Each producer encodes selected rows and columns into page-backed Arrow blocks in shared memory.
The worker imports those Arrow blocks, fans producer streams into logical DataFusion scans, and runs DataFusion operators.
Result batches are written back into shared-memory pages.
The backend imports result pages and returns PostgreSQL tuple slots to the client.

The worker never scans PostgreSQL heap storage directly. PostgreSQL remains the owner of MVCC visibility, TOAST, tuple decoding, and final tuple materialization.

The Expensive Boundary

PostgreSQL heap tuples are row oriented. DataFusion runs on Arrow batches. Every row that crosses into the worker must be decoded from PostgreSQL slots and encoded into Arrow page layout.

That conversion is useful only when the work moved to DataFusion pays for the boundary cost. For that reason, pg_fusion tries to keep scan output small:

push filters into PostgreSQL scan SQL when possible;
project only the columns needed above the scan;
apply eligible runtime filters before encoding probe-side scan rows;
stream rows page by page instead of building large backend-local buffers.

If a query sends many wide rows to the worker and does little analytical work after the scan, the round trip through Arrow pages can be a net cost.

The shared page format and zero-copy lifetime rules are described in Memory And Pages.

Resource Model

The intended operational model is a resource box.

PostgreSQL backends own sessions, snapshots, and table access.
Backend scan producers write output page by page into the shared page pool. Eligible heap scans can use CTID range producers; see Execution Model.
The DataFusion worker owns analytical CPU scheduling, its memory pool, and worker spill files.
Shared memory owns fixed transport capacity: pages, execution channels, scan channels, filters, wakeups, and metrics.

This is different from putting a separate DataFusion runtime in each backend. Many backends can feed work into the same cooperative DataFusion/Tokio runtime, and the worker can reuse its configured threads across submitted executions. At the same time, memory, spill, and shared-memory capacity are easier to reason about because they are configured as one worker plus one preallocated transport area.

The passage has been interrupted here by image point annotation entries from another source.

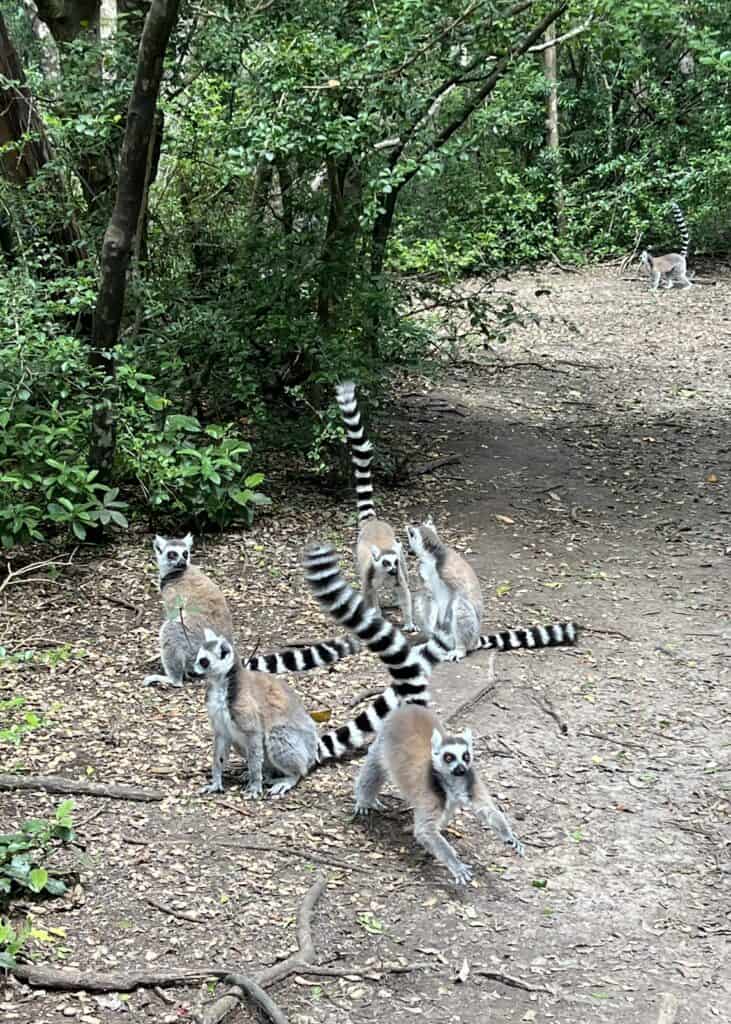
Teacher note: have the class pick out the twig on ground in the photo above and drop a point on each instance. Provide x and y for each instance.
(616, 740)
(509, 979)
(520, 366)
(546, 705)
(292, 965)
(669, 1009)
(449, 460)
(480, 695)
(71, 980)
(15, 576)
(55, 783)
(366, 695)
(608, 633)
(179, 914)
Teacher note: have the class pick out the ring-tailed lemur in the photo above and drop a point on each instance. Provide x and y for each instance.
(379, 555)
(673, 267)
(257, 714)
(192, 601)
(434, 774)
(453, 602)
(410, 667)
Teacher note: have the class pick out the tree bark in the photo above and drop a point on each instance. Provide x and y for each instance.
(552, 131)
(26, 151)
(123, 224)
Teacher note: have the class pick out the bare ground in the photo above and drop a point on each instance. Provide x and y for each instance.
(594, 484)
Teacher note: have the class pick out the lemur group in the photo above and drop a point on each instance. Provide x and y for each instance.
(251, 709)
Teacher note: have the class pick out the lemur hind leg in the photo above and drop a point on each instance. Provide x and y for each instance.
(426, 833)
(371, 780)
(464, 628)
(292, 753)
(404, 601)
(173, 655)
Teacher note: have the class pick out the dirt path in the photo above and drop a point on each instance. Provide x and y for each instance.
(594, 484)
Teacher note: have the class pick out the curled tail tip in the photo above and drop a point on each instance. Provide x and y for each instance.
(345, 390)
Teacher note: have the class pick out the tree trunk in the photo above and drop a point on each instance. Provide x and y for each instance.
(123, 224)
(552, 135)
(26, 151)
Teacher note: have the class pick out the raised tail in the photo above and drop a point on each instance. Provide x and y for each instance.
(360, 450)
(556, 635)
(410, 667)
(316, 655)
(682, 228)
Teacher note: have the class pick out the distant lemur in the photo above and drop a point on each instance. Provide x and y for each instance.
(452, 602)
(379, 555)
(191, 601)
(673, 267)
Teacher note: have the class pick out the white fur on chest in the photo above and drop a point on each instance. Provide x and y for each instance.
(432, 581)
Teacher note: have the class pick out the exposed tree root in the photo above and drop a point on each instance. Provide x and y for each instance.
(292, 965)
(56, 783)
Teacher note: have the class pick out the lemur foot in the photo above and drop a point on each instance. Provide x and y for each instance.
(462, 873)
(284, 785)
(160, 680)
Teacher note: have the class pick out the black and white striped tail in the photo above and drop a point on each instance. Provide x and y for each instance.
(682, 227)
(556, 635)
(360, 450)
(410, 667)
(316, 655)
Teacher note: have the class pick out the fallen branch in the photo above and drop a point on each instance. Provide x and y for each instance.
(15, 576)
(513, 982)
(55, 783)
(473, 701)
(449, 460)
(179, 914)
(71, 980)
(254, 993)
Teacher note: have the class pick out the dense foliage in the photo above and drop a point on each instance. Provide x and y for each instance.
(315, 170)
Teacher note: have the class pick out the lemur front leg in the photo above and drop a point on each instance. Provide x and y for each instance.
(426, 833)
(404, 601)
(221, 748)
(254, 752)
(492, 817)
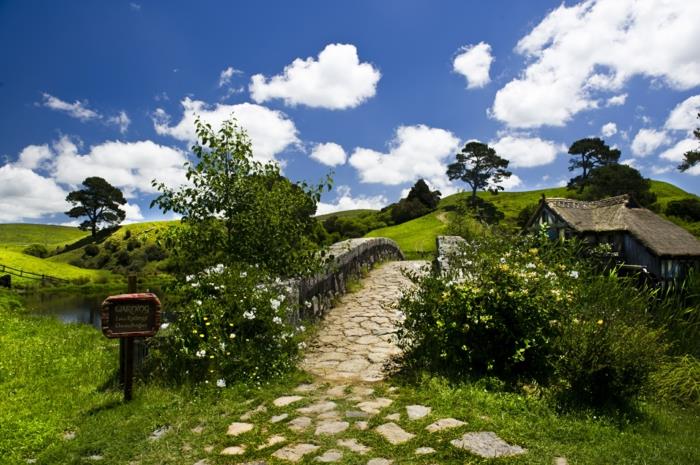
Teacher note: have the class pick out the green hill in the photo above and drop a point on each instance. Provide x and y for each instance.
(417, 237)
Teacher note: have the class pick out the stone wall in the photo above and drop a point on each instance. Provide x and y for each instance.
(447, 248)
(315, 295)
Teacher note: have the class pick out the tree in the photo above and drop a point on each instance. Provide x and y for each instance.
(588, 154)
(480, 167)
(691, 158)
(238, 210)
(99, 201)
(612, 180)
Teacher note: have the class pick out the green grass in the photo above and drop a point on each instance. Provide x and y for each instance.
(19, 236)
(49, 268)
(416, 237)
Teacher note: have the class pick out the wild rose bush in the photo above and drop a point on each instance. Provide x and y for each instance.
(526, 309)
(230, 324)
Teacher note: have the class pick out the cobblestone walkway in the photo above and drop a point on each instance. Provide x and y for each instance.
(357, 336)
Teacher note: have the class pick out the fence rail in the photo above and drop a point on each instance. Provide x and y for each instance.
(30, 275)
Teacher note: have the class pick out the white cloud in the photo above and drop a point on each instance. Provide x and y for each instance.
(648, 140)
(676, 152)
(33, 156)
(25, 195)
(526, 152)
(684, 117)
(415, 152)
(121, 120)
(76, 109)
(345, 201)
(336, 80)
(226, 75)
(609, 129)
(616, 100)
(330, 154)
(474, 63)
(270, 131)
(576, 53)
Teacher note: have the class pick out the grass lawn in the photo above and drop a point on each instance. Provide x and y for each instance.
(18, 236)
(56, 380)
(416, 237)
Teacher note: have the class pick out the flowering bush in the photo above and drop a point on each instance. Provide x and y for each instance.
(229, 324)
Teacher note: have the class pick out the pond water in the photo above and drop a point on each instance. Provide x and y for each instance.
(69, 308)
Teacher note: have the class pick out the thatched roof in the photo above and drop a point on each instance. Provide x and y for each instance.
(622, 213)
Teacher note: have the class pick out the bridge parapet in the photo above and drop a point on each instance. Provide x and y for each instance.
(347, 258)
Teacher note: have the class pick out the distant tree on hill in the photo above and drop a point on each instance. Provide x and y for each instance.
(589, 154)
(480, 167)
(691, 158)
(612, 180)
(99, 201)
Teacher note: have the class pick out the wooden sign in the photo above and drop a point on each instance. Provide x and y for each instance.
(131, 315)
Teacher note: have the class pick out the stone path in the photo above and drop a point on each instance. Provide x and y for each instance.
(356, 338)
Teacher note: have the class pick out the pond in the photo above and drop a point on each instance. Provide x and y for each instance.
(69, 308)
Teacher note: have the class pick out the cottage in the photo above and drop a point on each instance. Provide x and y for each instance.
(638, 235)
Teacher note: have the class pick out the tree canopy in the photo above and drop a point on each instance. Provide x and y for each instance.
(692, 157)
(588, 154)
(480, 167)
(99, 201)
(237, 209)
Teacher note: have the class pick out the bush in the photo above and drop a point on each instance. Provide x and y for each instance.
(36, 250)
(91, 250)
(687, 209)
(229, 324)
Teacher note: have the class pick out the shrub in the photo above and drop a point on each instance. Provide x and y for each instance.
(91, 250)
(36, 250)
(229, 324)
(687, 209)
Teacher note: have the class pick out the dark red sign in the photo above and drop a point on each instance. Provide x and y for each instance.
(131, 315)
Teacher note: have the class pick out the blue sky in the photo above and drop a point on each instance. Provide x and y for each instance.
(380, 92)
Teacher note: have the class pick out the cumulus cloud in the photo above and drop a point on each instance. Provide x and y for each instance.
(345, 201)
(648, 140)
(684, 117)
(609, 129)
(526, 152)
(26, 195)
(76, 109)
(270, 131)
(580, 52)
(474, 62)
(415, 152)
(330, 154)
(336, 80)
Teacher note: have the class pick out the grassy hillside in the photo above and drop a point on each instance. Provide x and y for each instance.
(19, 236)
(417, 237)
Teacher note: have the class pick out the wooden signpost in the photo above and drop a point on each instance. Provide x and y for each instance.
(128, 316)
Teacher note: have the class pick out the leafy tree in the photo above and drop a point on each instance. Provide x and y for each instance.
(421, 192)
(99, 201)
(691, 158)
(588, 154)
(238, 210)
(480, 167)
(612, 180)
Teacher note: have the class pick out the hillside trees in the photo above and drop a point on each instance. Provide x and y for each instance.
(588, 154)
(99, 201)
(691, 158)
(236, 209)
(480, 167)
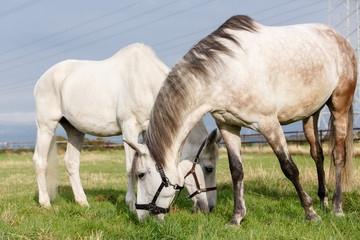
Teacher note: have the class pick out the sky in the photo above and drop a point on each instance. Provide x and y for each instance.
(36, 34)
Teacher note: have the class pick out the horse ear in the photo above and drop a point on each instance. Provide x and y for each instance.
(212, 138)
(139, 148)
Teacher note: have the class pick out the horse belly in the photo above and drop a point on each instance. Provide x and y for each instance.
(295, 109)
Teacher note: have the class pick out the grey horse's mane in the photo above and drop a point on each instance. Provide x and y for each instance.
(173, 98)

The page pool bounds scan memory behavior. If scan pages or scan channels are exhausted, execution applies backpressure instead of allocating an unbounded amount of memory inside each backend.

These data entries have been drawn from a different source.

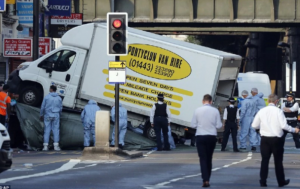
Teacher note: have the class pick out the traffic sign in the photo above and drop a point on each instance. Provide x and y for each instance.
(17, 48)
(119, 64)
(117, 72)
(44, 45)
(2, 5)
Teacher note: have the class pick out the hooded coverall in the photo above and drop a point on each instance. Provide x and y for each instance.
(122, 124)
(260, 102)
(171, 140)
(51, 110)
(248, 111)
(88, 116)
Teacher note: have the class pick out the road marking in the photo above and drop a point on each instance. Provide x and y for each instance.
(101, 161)
(21, 169)
(148, 153)
(64, 167)
(162, 185)
(85, 166)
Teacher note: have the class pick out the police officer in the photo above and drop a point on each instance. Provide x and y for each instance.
(290, 109)
(122, 125)
(160, 119)
(248, 111)
(230, 120)
(88, 117)
(50, 113)
(5, 105)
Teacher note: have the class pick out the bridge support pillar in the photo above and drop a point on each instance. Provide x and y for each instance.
(294, 42)
(254, 45)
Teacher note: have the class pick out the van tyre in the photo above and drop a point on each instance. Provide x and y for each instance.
(31, 96)
(149, 131)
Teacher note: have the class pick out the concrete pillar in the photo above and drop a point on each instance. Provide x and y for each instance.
(254, 58)
(294, 42)
(102, 126)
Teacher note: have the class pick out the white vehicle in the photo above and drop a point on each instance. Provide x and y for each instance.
(5, 150)
(249, 80)
(182, 71)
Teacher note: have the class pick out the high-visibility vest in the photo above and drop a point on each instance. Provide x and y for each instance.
(3, 104)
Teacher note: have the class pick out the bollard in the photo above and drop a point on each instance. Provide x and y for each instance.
(102, 127)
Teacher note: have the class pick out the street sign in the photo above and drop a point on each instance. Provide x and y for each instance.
(10, 2)
(25, 12)
(2, 5)
(59, 7)
(44, 45)
(117, 72)
(61, 24)
(17, 48)
(74, 19)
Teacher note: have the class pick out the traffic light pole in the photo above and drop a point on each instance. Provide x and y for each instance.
(117, 92)
(36, 27)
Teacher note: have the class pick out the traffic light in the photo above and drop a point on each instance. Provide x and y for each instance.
(117, 34)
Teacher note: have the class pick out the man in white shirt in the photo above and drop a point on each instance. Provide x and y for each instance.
(206, 120)
(231, 119)
(290, 109)
(160, 119)
(271, 122)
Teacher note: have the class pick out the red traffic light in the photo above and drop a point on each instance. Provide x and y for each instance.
(117, 36)
(117, 23)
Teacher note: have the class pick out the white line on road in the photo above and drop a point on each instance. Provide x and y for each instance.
(64, 167)
(85, 166)
(162, 185)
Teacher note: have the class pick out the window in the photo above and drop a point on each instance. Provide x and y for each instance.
(60, 61)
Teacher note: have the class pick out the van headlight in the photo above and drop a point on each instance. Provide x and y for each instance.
(22, 67)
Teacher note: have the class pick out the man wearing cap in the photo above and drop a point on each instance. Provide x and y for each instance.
(4, 105)
(258, 97)
(248, 111)
(160, 119)
(230, 120)
(290, 109)
(271, 122)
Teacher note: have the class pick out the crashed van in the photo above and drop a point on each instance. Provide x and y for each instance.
(182, 71)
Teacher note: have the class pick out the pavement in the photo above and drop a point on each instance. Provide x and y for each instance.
(178, 168)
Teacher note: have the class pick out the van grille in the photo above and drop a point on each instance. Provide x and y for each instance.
(6, 145)
(3, 133)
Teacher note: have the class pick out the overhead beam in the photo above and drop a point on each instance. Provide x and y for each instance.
(212, 29)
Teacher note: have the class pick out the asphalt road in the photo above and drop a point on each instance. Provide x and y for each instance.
(175, 169)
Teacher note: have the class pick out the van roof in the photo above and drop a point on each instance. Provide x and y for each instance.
(84, 41)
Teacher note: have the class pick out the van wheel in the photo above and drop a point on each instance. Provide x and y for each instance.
(149, 131)
(31, 96)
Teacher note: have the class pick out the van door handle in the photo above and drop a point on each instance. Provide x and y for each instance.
(68, 77)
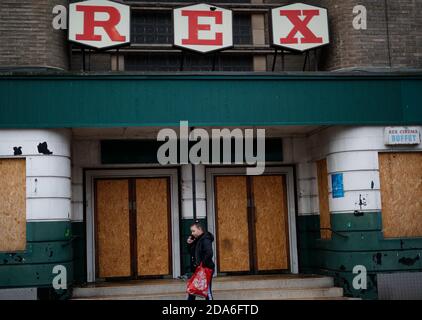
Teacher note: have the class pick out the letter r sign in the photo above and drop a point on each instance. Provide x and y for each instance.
(203, 28)
(299, 27)
(99, 23)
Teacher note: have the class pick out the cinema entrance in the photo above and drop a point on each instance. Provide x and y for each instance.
(253, 220)
(132, 222)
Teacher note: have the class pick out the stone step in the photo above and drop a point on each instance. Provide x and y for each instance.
(241, 294)
(145, 287)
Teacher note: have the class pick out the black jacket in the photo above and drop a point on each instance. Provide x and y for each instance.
(201, 251)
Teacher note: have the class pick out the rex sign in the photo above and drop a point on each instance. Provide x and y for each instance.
(299, 27)
(203, 28)
(99, 23)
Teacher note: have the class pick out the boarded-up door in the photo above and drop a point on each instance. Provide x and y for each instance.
(153, 225)
(401, 194)
(252, 224)
(271, 225)
(112, 223)
(232, 224)
(133, 227)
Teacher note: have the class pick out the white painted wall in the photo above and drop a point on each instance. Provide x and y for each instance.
(352, 151)
(48, 177)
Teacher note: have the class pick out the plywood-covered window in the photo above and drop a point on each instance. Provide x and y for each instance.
(401, 194)
(12, 205)
(324, 211)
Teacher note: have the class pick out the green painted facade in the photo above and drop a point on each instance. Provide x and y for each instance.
(359, 241)
(48, 244)
(110, 100)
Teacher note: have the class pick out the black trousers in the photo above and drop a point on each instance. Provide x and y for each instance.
(209, 296)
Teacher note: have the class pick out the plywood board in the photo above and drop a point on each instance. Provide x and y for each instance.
(12, 205)
(232, 223)
(112, 227)
(271, 222)
(324, 210)
(401, 194)
(153, 226)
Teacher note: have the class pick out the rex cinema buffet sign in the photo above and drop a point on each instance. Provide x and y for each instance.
(203, 28)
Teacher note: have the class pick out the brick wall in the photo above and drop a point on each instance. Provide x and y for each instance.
(28, 39)
(27, 36)
(398, 46)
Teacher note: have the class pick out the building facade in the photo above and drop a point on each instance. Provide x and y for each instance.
(82, 187)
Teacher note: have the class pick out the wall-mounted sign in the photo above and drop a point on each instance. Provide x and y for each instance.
(337, 185)
(299, 27)
(203, 28)
(99, 23)
(402, 135)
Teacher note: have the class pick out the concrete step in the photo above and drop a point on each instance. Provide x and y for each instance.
(173, 286)
(241, 294)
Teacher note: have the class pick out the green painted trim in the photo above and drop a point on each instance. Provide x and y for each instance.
(79, 252)
(364, 245)
(214, 100)
(49, 243)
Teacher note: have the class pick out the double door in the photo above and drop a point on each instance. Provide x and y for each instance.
(251, 223)
(133, 227)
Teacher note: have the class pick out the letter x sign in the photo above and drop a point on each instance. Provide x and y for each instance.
(203, 28)
(299, 27)
(99, 23)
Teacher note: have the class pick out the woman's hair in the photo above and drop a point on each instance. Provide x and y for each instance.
(198, 224)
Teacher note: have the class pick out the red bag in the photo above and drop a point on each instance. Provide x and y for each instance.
(199, 282)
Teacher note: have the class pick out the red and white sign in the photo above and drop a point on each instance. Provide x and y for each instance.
(99, 23)
(203, 28)
(300, 27)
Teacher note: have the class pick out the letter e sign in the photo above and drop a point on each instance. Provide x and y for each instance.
(203, 28)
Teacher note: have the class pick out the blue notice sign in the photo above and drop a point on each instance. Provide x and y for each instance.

This bounded resource model is about progress, not strict fairness. The page lifetime and progress model are detailed in Memory And Pages.

Shared Memory In Plain Terms

Shared memory is not a cache of table data. It is a transport area.

Primary execution channels carry session lifecycle messages such as start, cancellation, completion, and errors.
Scan channels let the worker ask PostgreSQL scan producers for table data.
The page pool carries Arrow scan pages to the worker and result pages back to the backend.
Runtime filter slots let the worker publish compact Bloom filters that PostgreSQL scan producers can use before encoding rows.
Metrics record where time and data movement are spent.

Shared-memory size is fixed at PostgreSQL startup. See Configuration for the settings that size the worker and transport area, and Metrics for runtime diagnostics.

What This Means In Practice

The runtime shape is most useful when worker-side analytical work pays for the scan/result boundary crossing. See Workloads for candidate query shapes and what to collect when evaluating a workload.